The former two-way avenue has become the city’s second-most-popular bike route ever since it was converted to a one-way northbound street last August. The move delighted cyclists, but residents and business owners on Wythe Avenue, which has received some of Kent Avenue’s southbound traffic, are fuming.
“My wife and I have a 5-month-old, and we’re thinking about moving” because of the traffic, said Michael Reich, who also owns a business on Wythe Avenue and N. First Street and is concerned about safety, noise, and air quality.
A Department of Transportation official told Community Board 1 that new signals will be installed at N. Sixth Street, N. Fourth Street, Grand Street and S. Fourth Street to slow traffic. The official also suggested that there would be new signage on Wythe Avenue to prevent trucks from taking the route.
That did little to allay longtime business owners such as Susan Eisenberg, who said that trucks on N. 11th Street and other blocks nearby were being trapped in by narrow streets and forced to make awkward turns. Eisenberg, who owns a factory on N. 14th Street, accused transportation officials of not listening to community concerns and doing too little to rectify the traffic buildup on Wythe Avenue
“This is bulls—t,” said Eisenberg. “We’ve listened to your presentation year after year.”
One thing that has changed was new data released by the Department of Transportation, which showed that average bike ridership on Kent Avenue increased over the past two years by 64 percent, from 514 to 844, and by an astounding 324 percent on weekends, from 269 in 2008 to 1,141 this year.
The controversy over the Kent Avenue bike lane is certainly not new.
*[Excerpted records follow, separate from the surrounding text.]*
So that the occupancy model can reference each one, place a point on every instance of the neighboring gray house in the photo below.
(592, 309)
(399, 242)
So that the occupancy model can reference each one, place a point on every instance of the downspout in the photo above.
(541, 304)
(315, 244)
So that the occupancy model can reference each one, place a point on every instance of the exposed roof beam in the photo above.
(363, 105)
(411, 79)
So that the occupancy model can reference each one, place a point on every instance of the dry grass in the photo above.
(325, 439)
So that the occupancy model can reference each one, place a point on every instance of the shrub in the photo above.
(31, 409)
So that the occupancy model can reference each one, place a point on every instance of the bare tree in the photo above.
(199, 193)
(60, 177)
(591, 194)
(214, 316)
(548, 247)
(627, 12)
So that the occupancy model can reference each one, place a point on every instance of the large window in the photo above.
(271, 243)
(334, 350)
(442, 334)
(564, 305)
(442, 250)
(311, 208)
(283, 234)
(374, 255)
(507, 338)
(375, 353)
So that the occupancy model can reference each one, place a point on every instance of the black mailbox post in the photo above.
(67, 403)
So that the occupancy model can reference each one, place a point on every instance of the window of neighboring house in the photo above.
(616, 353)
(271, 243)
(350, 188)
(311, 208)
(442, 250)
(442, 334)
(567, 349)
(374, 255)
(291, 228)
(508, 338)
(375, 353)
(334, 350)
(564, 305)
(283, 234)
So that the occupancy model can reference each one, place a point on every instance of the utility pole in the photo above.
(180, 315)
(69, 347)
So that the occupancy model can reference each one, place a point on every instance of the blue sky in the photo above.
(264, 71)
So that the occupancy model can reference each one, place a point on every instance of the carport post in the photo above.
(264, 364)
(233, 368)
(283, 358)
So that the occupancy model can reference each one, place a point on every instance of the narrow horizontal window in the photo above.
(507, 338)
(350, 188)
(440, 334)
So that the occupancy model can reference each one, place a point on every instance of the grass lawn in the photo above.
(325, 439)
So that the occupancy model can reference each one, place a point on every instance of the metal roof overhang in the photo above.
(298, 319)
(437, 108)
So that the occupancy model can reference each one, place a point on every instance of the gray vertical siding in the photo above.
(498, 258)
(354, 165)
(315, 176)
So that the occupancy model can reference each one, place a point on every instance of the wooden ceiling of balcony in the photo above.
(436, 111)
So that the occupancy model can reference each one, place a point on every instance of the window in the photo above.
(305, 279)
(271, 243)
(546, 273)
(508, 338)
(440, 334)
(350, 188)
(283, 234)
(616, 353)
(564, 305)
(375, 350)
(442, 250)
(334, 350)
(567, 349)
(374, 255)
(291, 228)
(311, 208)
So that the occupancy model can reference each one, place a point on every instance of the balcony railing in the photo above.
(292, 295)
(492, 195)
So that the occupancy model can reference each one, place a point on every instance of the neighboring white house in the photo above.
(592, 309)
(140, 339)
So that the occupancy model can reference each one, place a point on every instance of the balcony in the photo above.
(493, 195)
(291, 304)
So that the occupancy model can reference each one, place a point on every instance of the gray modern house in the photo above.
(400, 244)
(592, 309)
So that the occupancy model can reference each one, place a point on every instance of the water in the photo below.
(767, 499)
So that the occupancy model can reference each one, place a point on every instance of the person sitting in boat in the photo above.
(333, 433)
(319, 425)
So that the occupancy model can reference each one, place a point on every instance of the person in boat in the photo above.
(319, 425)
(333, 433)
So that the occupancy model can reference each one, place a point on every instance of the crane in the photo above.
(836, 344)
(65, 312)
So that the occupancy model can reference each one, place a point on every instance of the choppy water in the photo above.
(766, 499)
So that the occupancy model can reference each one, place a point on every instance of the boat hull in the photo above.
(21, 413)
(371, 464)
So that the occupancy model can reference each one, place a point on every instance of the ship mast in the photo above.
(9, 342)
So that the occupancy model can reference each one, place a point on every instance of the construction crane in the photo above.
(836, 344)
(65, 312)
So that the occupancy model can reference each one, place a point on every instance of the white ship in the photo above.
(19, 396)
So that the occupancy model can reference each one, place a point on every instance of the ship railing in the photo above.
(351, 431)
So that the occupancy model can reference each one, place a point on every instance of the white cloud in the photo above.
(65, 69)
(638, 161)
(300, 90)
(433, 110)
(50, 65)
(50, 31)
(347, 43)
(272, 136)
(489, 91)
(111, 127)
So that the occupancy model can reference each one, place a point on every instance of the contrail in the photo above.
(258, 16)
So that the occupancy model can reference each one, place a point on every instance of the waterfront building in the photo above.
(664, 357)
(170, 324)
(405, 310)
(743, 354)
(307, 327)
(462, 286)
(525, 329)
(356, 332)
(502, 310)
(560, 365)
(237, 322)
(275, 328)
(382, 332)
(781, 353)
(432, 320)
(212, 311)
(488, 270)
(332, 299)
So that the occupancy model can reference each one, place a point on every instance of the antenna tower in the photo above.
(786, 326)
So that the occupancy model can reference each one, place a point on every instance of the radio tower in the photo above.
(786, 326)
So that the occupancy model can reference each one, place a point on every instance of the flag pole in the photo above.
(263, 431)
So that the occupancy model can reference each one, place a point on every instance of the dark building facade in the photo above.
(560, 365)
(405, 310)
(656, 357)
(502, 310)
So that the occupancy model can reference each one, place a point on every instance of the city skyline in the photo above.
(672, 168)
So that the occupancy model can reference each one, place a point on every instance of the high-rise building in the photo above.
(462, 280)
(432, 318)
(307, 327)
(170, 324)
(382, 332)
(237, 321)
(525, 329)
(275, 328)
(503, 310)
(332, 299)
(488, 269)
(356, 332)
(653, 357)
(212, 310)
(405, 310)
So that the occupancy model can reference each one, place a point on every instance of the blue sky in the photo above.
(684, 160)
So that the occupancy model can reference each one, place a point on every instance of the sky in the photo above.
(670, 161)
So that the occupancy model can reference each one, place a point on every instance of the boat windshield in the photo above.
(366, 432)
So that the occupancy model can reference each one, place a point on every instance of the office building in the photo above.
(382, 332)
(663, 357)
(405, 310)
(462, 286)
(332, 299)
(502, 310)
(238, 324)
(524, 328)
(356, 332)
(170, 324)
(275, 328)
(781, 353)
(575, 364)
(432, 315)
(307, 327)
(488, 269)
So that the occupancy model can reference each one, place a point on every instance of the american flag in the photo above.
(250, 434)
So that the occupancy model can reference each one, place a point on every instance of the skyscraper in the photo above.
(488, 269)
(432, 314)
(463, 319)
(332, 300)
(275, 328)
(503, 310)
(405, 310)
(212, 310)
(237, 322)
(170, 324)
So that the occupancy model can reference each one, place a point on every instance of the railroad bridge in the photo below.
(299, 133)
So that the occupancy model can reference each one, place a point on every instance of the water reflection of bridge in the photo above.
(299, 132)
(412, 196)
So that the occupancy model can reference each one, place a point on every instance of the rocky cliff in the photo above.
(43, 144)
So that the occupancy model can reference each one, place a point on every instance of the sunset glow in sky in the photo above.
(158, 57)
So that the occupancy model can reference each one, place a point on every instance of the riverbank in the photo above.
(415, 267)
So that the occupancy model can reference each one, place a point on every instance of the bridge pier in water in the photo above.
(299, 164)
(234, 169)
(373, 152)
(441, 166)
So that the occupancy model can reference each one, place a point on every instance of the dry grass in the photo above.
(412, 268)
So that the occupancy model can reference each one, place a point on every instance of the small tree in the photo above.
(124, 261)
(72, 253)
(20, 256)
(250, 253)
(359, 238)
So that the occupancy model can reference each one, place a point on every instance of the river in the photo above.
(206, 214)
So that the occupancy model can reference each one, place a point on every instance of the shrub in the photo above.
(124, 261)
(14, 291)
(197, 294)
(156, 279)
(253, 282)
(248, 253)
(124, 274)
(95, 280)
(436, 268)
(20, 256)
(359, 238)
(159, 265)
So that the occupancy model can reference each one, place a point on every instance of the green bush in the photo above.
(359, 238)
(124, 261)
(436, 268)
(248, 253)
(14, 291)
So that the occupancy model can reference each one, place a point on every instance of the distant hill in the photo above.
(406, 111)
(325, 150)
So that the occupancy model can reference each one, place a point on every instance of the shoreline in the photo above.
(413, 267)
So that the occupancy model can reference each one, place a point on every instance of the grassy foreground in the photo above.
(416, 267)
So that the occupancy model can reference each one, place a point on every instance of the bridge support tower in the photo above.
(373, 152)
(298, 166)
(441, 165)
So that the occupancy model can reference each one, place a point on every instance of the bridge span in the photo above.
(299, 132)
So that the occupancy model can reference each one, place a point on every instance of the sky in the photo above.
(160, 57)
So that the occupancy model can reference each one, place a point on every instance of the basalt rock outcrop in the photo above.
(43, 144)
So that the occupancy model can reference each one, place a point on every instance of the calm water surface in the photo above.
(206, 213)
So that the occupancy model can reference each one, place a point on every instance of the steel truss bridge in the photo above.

Construction of the path and its supposed effects on traffic have created a rancorous debate among neighborhood residents, which has led to arrests and the removal of a popular community board member from her leadership position.
Opposition to the bike lane fomented at a Community Board 1 in 2008, when many residents questioned the need for a bike lane on Kent Avenue. Four months later, CB1 Transportation Committee Chairwoman Teresa Toro was deposed after a flap between community leaders over the bike lane.
Later, pressure from residents over the bike lane and the city’s transit adjustments began to mount when the city revealed plans to turn Kent Avenue into a one-way street last May.
After intense lobbying from South Williamsburg residents, city officials removed a section of bike lanes on nearby Bedford Avenue last December, which encouraged cyclists to repaint it. There were arrests and subsequent debates, and more debates — but the upshot is that we’re still talking about it.